Durante ese verano en Nueva York la protagonista decide comenzar a hibernar. Quiere dormir la mayor cantidad de tiempo posible. El sueño es químico, por supuesto, y para lograrlo recurre a los servicios de la doctora Tuttle, una psiquiatra irresponsable que le prescribe toneladas de pastillas y que no logra recordar en ninguna de las sesiones que su joven paciente acaba de perder a sus padres. Por supuesto, tampoco registra otras cuestiones mucho menores.

“No es que me estuviese suicidando; de hecho, era lo contrario al suicidio. Mi hibernación era cuestión de supervivencia. Creía que me iba a salvar la vida”. Dormir para volver a sentir: una sátira del Gran Sueño Americano del que todos despertarán entre humo, combustible y fuego pero que durante la novela es anestesia para un dolor inespecífico o, mejor, para llenar de oscuridad un vacío y, de alguna manera, no sentirlo. La epopeya química incluye drogas reales (el Oxycontin, por ejemplo, fármaco responsable de la actual epidemia de adicción a los opiáceos en Estados Unidos) pero también algunas inventados, como el Infermiterol, que provoca agujeros negros de días: cuando el efecto disminuye la protagonista aparece en un tren, o con la vagina irritada de tener sexo después de una fiesta, o con un nuevo y hermoso traje de piel blanca, comiendo papas fritas. En los breves lapsos de lucidez, mira películas de su heroína, Whoopie Goldberg, visita el maxikiosko de unos inmigrantes egipcios que le venden café y recibe a Reva, que llora porque está gorda, porque su amante la ignora, porque nunca logra el peinado que quiere, porque su madre se muere de cáncer, todo en el mismo registro emocional, como si ambas fuesen incapaces de jerarquizar emociones, como si vivieran en baja frecuencia, demasiado abatidas para vivir a pesar de ser jóvenes privilegiadas en la capital del mundo. “Aparte del fastidio recurrente, no tenía pesadillas, ni pasiones, ni deseos, ni grandes dolores”, dice la protagonistas. En los escasos días despierta también recuerda a su madre suicida, que le hablaba así: “¿Sabías que cuando eras un bebé te machacaba Valium en el biberón? Tenías cólicos y te pasabas llorando horas y horas sin motivo, inconsolable. Y cámbiate de camisa. Se te nota el sudor en las axilas”.

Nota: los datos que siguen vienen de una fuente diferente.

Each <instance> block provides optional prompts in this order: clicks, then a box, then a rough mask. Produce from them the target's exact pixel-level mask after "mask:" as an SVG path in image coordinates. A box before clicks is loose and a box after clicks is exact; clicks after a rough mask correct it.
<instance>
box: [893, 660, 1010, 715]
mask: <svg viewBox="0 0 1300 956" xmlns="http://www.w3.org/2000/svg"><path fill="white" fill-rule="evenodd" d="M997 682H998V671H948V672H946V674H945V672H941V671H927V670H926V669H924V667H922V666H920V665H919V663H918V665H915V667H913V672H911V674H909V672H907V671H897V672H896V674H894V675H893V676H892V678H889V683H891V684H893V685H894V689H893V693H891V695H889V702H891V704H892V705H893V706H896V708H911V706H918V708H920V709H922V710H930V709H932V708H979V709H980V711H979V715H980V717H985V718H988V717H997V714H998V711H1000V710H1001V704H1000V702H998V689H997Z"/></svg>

La búsqueda de sentido en el sueño lleva a un desenlace predecible: si en la vida no hay arte, es mejor convertirse en una obra, aunque sea una obra trivial. La protagonista le pide a Ping Xi que la filme durmiendo, la atienda y haga con eso lo que quiera: una instalación, videoarte, una muestra, le da igual. Ella necesita una mirada, un sentido y que alguien la cuide durante sus ausencias.

Esta despiadada y triste novela, con sus increíbles chistes, su farmacopea y su protagonista tan fascinante como imposible de comprender culmina con dos finales anunciados: el despertar de la bella durmiente --su plan de sueño químico es de doce meses-- y el de una ciudad demasiado satisfecha consigo misma. Pero Mi año de descanso y relajación no es una novela sobre el 11 de septiembre: es mucho más una sátira sobre el dolor y la misantropía, y sobre por qué la belleza –y quizá el sentido-- sólo puede sentirse y tocarse con los ojos abiertos.